Lets discuss Recycling

Of the 292.4 million tons of municipal solid waste produced, 69 million tons (approx. 67%) of paper and cardboard make up the bulk of material recycled, while plastics only make up about 4.38% of material recycled.1

Recycling is a means by which we can utilize an item for another use or product. Sometimes some items can only be recycled just once before the product is unstable and is no longer deemed usable for other products. Recycling systems in the U.S. are more complex and more expensive then it seems. There are several types of plastics that cannot be mixed with other. Often times, it is cheaper for a company to make new plastic items than to actually recycle them. Another major problem to face, is the lack of facilities needed to recycle bulk materials.

Composting Basics2, 3, 4, 5

  • Composting is the highest form of recycling and the ability to reuse products and substances.
  • It is the biological decomposition of organic matter under controlled aerobic condition. The by-product of aerobic decomposition is the production of carbon dioxide, minerals, water, heat, and hummus.
  • It can produce soil conditioner, improve plant growth, and prevent soil erosion and runoff.
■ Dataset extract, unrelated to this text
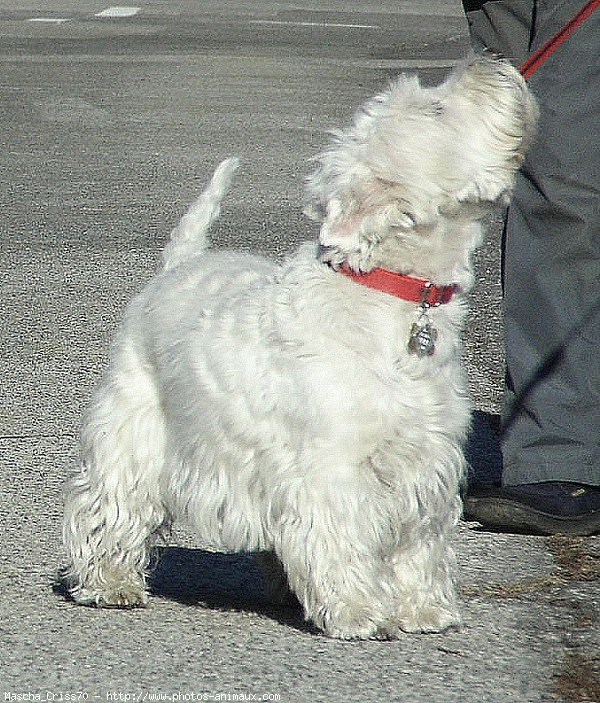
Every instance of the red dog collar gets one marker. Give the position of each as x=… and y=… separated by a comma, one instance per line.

Composting is a great way that we can replenish the soil. It neutralizes phytotoxins in unstabilized organic matter, reduce the presence of pathogenic microorganisms, and produce organic fertilizer and soil conditioner. Making compost at home is something mostly everyone can do. Everyone has to eat so therefore there are food products that can be salvaged throughout the week. Most people never eat or use the entire fruit or vegetable. Those extra parts (tops, ends, skin/hull, core, spoiled parts), can be thrown into the freezer until you have enough to place into the ground or composting container. The basics of compostable materials include:

  • Browns – This includes materials such as dead leaves, branches, and twigs.
  • Greens – This includes materials such as grass clippings, vegetable waste, fruit scraps, and coffee grounds.
  • Water – Having the right amount of water, greens, and browns is important for compost development.

Water6, 7, 8

  • About 71% of earth’s surface is covered by water. Of that water 2.5% is freshwater. Most water we consume, comes from fresh water sources such as: lakes, reservoirs, streams, and rivers.
  • Due to the population doubling over the past 50 years, there has been a significant increase in the consumption of water. At least 40 U.S. states anticipate water shortages by 2024.
  • Water is the basic need of all living creatures. It is the medium for which life thrives and sustains itself. Due to its’ significance, it is imperative that we discuss water conservation.

The smallest functional unit is a cell and in that cell there are organelle structures, genetic information, proteins, and water. Water is something we use everyday. It is in the food we eat, what we drink, used when we bathe , when we cultivate our crops, build our houses, and on a molecular level, it is used and produced as a byproduct in the citric acid cycle. It is essential. Ways that we can preserve and conserve water include:

  • Taking baths over showers or running the shower only when you are rinsing off.
  • Utilizing grey water for plants and watering the lawn
  • Be conscious of running the water excessively during your morning/evening routine, while doing dishes and washing clothes.
  • Collect rainwater whenever possible!

Tips to try at home

  • Start noticing how much scrap food you throw in the trash
  • Place scraps in a plastic container (It’s okay if it’s plastic!), store in freezer until use
  • Gather grass clippings, dry leaves and place in a dug out hole outside or plastic bin
  • Place the food scraps in the pile of soil, dry leaves, twigs, and grass clipping and cover the food straps with about 10 inches of material. Moisten with water and let sit for at least 2 months before checking to see if the material has been decomposed.


  1. National Overview: Facts and Figures on Materials, Wastes and Recycling. (2020). EPA. web
  2. Epstein, E. (1996). The science of composting. CRC press.
  3. Misra, R. V., Roy, R. N., & Hiraoka, H. (2003). On-farm composting methods. Rome, Italy: UN-FAO.
  4. Insam, H., & De Bertoldi, M. (2007). Microbiology of the composting process. Compost science and technology8(1), 25-48.
  5. Composting at home: Composting basics. (2020). EPA. web
  6. Source: Igor Shiklomanov’s chapter “World fresh water resources” in Peter H. Gleick, (1993), Water in Crisis: A Guide to the World’s Fresh Water Resources.
  7. Water conservation at EPA. (2020). EPA. web
  8. Corral-Verdugo, V., Bechtel, R. B., & Fraijo-Sing, B. (2003). Environmental beliefs and water conservation: An empirical study. Journal of Environmental Psychology23(3), 247-257.